MultiRepo API

The MultiRepo class provides a unified interface for analyzing multiple repositories together. Search, extract symbols, and audit dependencies across your entire codebase ecosystem as if it were a single repository.

Use Cases

Microservices Architecture

When your application is split across multiple services, MultiRepo lets you search and analyze them together:

from kit import MultiRepo

services = MultiRepo([
    "~/code/user-service",
    "~/code/order-service",
    "~/code/payment-service",
    "~/code/notification-service",
])

# Find all authentication-related code across services
auth_code = services.search("authenticate")

# Find where UserModel is defined across services
user_models = services.find_symbol("UserModel", symbol_type="class")

Frontend + Backend Projects

Analyze your full-stack application across language boundaries:

repos = MultiRepo([
    "~/code/web-app",      # React/TypeScript
    "~/code/api-server",   # Python/FastAPI
    "~/code/shared-types", # Shared schemas
])

# Search for API endpoint patterns across stack
endpoints = repos.search("handleAuth")

# Audit all dependencies
deps = repos.audit_dependencies()
# Returns: {"web-app": {"javascript": {"react": "^18.0"}},
#           "api-server": {"python": {"fastapi": "0.100.0"}}, ...}

Team Repositories

Find patterns and inconsistencies across team projects:

team_repos = MultiRepo([
    "~/code/project-alpha",
    "~/code/project-beta",
    "~/code/project-gamma",
])

# Find all TODO comments across projects
todos = team_repos.search("TODO")

# Get summary of all repositories
summaries = team_repos.summarize()
for name, info in summaries.items():
    print(f"{name}: {info['file_count']} files, {list(info['languages'].keys())}")

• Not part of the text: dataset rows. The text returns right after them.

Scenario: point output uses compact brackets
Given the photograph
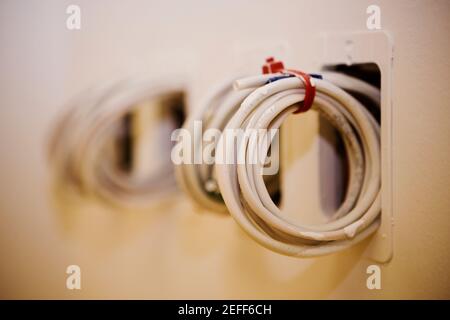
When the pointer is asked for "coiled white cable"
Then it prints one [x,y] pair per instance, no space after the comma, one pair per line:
[81,146]
[261,105]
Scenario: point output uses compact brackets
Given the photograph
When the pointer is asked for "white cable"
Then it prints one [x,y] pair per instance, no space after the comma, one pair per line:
[80,145]
[258,105]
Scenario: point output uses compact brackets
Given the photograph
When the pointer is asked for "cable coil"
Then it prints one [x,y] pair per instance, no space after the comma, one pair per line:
[82,143]
[260,103]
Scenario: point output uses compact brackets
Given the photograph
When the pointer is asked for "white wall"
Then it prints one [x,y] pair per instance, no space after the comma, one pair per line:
[174,251]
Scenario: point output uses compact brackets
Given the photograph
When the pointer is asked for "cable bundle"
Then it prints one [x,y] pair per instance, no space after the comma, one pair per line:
[264,102]
[83,143]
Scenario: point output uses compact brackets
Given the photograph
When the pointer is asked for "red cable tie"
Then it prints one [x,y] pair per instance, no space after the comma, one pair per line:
[273,66]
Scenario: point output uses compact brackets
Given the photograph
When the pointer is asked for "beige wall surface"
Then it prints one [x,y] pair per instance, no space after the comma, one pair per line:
[176,250]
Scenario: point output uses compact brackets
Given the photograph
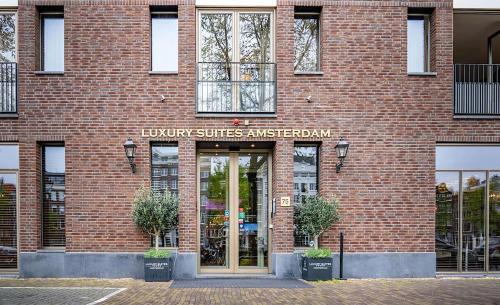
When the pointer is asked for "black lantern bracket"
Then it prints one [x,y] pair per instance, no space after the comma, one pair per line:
[341,149]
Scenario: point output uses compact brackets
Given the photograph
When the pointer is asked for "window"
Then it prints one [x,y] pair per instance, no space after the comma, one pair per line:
[164,163]
[164,40]
[305,168]
[53,187]
[467,208]
[52,42]
[7,36]
[307,42]
[235,71]
[418,43]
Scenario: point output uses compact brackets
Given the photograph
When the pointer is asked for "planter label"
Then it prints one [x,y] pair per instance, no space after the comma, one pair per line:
[156,266]
[320,266]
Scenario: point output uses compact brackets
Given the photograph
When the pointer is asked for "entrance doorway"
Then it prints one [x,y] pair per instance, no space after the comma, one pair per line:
[8,221]
[233,217]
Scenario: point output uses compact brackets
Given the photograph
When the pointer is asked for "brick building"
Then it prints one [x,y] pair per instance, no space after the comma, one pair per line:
[238,110]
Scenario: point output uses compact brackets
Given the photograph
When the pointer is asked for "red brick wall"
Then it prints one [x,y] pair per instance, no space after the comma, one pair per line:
[106,94]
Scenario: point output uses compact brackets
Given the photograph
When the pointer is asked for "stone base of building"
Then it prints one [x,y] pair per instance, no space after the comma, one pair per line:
[365,265]
[97,265]
[284,265]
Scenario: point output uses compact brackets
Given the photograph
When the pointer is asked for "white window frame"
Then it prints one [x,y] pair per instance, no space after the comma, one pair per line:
[318,55]
[156,12]
[16,39]
[427,41]
[44,15]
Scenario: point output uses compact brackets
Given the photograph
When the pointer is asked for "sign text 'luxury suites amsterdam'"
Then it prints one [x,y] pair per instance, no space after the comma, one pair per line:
[235,133]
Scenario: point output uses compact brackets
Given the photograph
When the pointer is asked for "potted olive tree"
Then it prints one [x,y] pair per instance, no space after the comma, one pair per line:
[315,216]
[154,213]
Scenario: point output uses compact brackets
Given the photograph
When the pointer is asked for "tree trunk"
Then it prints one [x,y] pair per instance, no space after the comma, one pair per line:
[157,241]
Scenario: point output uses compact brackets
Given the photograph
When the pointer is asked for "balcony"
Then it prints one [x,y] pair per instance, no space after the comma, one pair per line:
[236,87]
[477,89]
[476,57]
[8,88]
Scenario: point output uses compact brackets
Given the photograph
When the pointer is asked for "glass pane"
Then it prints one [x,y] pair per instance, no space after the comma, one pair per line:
[54,159]
[447,220]
[494,243]
[306,42]
[215,69]
[164,41]
[468,157]
[252,210]
[416,45]
[9,157]
[53,44]
[214,210]
[8,37]
[473,239]
[164,175]
[216,35]
[255,70]
[305,181]
[255,38]
[53,214]
[8,222]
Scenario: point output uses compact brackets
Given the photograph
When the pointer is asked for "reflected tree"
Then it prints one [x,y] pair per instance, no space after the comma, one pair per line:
[7,37]
[306,43]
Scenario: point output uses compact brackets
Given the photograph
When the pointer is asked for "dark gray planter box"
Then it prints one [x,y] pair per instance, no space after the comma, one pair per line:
[157,269]
[317,269]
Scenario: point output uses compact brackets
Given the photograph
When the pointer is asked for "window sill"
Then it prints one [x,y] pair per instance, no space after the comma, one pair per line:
[52,250]
[9,115]
[318,73]
[422,73]
[163,72]
[49,72]
[236,114]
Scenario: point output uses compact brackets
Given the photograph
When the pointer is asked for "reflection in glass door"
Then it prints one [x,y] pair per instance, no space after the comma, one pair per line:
[473,209]
[8,221]
[252,210]
[233,205]
[494,223]
[447,220]
[214,210]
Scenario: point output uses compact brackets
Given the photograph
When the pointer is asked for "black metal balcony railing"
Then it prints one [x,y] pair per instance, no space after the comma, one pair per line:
[224,87]
[477,89]
[8,87]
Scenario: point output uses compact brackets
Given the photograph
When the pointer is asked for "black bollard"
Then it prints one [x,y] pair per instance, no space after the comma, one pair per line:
[341,261]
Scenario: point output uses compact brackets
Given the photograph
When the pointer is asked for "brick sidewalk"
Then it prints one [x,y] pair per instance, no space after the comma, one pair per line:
[406,291]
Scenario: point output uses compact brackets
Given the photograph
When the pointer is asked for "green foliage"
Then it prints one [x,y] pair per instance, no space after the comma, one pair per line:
[155,212]
[153,253]
[7,37]
[318,253]
[316,215]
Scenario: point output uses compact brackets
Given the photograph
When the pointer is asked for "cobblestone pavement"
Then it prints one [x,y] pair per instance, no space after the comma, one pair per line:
[401,292]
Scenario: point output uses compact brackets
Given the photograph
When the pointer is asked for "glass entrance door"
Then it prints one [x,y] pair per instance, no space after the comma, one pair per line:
[8,221]
[233,212]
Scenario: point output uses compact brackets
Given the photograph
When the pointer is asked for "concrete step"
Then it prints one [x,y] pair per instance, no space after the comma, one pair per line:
[9,275]
[235,276]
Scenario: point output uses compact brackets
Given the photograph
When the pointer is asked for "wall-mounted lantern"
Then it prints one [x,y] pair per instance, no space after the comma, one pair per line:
[130,148]
[341,149]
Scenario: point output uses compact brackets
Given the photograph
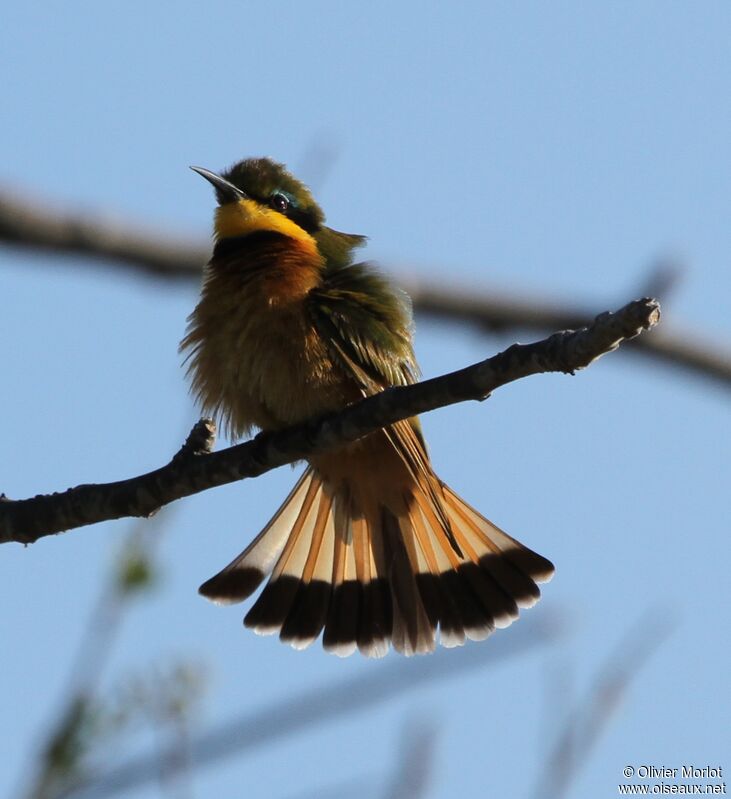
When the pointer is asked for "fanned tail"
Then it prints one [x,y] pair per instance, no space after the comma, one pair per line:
[367,576]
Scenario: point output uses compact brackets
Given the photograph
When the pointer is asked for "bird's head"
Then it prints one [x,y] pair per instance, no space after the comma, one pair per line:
[259,194]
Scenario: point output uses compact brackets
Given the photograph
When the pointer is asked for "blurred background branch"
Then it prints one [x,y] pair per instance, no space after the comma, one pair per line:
[195,468]
[158,254]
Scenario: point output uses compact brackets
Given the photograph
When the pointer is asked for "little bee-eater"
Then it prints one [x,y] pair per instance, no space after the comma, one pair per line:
[371,545]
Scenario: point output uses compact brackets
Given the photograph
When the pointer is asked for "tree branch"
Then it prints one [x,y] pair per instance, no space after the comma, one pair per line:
[25,223]
[195,468]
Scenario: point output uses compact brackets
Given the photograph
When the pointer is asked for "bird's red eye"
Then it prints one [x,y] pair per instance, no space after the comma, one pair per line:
[279,202]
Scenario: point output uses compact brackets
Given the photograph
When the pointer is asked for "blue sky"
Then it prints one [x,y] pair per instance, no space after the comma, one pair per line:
[556,149]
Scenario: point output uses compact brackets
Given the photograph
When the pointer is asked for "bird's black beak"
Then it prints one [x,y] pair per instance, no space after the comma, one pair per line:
[225,191]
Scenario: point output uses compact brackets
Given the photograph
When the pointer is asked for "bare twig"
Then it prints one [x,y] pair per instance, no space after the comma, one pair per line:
[414,770]
[25,223]
[191,471]
[592,715]
[322,704]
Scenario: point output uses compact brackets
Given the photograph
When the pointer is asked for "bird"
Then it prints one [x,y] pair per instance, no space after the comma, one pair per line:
[371,548]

Semantic Search Across Repos

Find code by meaning, not just keywords—across all your repositories:

from sentence_transformers import SentenceTransformer

repos = MultiRepo([
    "~/code/auth-service",
    "~/code/user-service",
    "~/code/api-gateway",
])

# Build indexes once
model = SentenceTransformer("all-MiniLM-L6-v2")
repos.index_all(embed_fn=model.encode)

# Search by concept - finds relevant code even with different naming conventions
results = repos.search_semantic("user authentication and session management", top_k=10)

# Results ranked by relevance across ALL repos
for r in results:
    print(f"[{r['repo']}] {r['file']} (score: {r['score']:.2f})")

# More examples:
repos.search_semantic("error handling and retry logic")
repos.search_semantic("database connection pooling")
repos.search_semantic("rate limiting implementation")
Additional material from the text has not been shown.